Proyeksi Peningkatan Trafik Penumpang dan Pesawat
Selama periode libur Tahun Baru Imlek 2026, Bandara I Gusti Ngurah Rai Bali memproyeksikan lonjakan jumlah penumpang yang signifikan. Total 438 ribu penumpang diperkirakan akan dilayani, dengan mayoritas berasal dari rute internasional, mencapai 268 ribu orang. Sementara itu, rute domestik akan menyumbang sekitar 170 ribu penumpang.
Selain pergerakan penumpang, Bandara I Gusti Ngurah Rai juga memperkirakan adanya 2.804 pergerakan pesawat. Angka ini terdiri dari 1.521 pergerakan pesawat internasional dan 1.283 pergerakan pesawat domestik, menunjukkan aktivitas penerbangan yang padat.

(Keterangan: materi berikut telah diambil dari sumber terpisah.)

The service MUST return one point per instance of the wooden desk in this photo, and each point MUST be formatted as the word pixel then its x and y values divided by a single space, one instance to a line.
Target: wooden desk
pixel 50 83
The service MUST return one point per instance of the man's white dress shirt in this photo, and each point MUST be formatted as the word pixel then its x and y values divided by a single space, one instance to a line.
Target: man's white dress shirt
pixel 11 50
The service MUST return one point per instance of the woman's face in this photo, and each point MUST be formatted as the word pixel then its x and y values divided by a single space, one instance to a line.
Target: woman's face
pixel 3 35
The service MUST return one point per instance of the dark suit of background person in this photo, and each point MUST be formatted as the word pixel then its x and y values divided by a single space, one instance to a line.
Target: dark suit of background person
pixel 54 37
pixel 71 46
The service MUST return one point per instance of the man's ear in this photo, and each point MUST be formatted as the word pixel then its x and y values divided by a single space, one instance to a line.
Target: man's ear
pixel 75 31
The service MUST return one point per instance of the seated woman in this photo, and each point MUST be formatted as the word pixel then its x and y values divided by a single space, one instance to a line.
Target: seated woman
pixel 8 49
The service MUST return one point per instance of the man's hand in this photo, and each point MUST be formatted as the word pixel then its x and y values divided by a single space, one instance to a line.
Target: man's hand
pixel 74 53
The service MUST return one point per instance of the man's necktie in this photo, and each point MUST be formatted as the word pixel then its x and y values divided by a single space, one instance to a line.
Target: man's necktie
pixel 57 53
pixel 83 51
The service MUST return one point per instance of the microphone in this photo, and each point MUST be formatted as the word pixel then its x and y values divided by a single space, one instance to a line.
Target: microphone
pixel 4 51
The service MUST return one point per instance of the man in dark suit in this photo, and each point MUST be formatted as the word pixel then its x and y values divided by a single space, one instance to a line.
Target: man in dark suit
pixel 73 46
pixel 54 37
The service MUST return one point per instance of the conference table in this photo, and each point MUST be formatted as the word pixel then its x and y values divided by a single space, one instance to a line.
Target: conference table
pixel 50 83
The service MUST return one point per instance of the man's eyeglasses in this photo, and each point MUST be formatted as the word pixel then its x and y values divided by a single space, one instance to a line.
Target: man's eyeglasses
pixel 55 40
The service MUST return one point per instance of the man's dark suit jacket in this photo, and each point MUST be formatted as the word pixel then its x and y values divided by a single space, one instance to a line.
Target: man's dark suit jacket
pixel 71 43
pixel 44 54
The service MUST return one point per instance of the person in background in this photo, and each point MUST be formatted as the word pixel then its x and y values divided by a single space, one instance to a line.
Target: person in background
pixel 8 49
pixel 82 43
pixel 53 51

Puncak pergerakan penumpang diprediksi terjadi pada Minggu, 15 Februari 2026, dengan total 76 ribu penumpang masuk dan keluar Bali. Untuk arus balik, puncaknya diperkirakan pada Kamis, 19 Februari 2026, sejalan dengan berakhirnya masa libur panjang, dengan proyeksi 64 ribu orang.
Langkah Antisipasi dan Kesiapan Operasional Bandara
Menghadapi potensi peningkatan trafik sebesar kurang lebih 1,5 persen dibandingkan hari biasa, manajemen Bandara I Gusti Ngurah Rai telah menyiapkan langkah antisipasi. Fokus utama adalah menghindari kepadatan penumpang di area terminal kedatangan.
Kenyamanan akses jalan serta kelancaran lalu lintas keluar masuk kendaraan dan penumpang juga menjadi perhatian serius. Hal ini penting untuk menjaga tingkat layanan bandara agar tidak menurun akibat kepadatan.
Purna Irawan mengimbau calon penumpang dan wisatawan untuk mempersiapkan diri dengan tiba di bandara lebih awal. Tujuannya adalah untuk menghindari antrean dan memastikan kelancaran proses penerbangan selama Libur Imlek Bandara Bali.
Momen Unik Libur Imlek Berdekatan Ramadan dan Hiburan Spesial
Libur panjang Imlek tahun ini memiliki keunikan karena berdekatan dengan awal Bulan Ramadan. Purna Irawan memprediksi semangat berlibur wisatawan ke Bali akan tinggi sebelum memasuki bulan puasa. Sebagian besar penumpang domestik diperkirakan akan menghabiskan waktu liburan di Bali.
Untuk memeriahkan suasana dan meningkatkan pengalaman pelanggan, Bandara I Gusti Ngurah Rai akan menghadirkan parade barongsai. Pertunjukan ini akan berlangsung pada puncak peringatan Tahun Baru Imlek, Selasa, 17 Februari 2026.
Parade barongsai akan hadir di sejumlah area terminal domestik dan internasional. Diharapkan, hiburan ini dapat memberikan pengalaman tak terlupakan bagi para pengguna jasa bandara.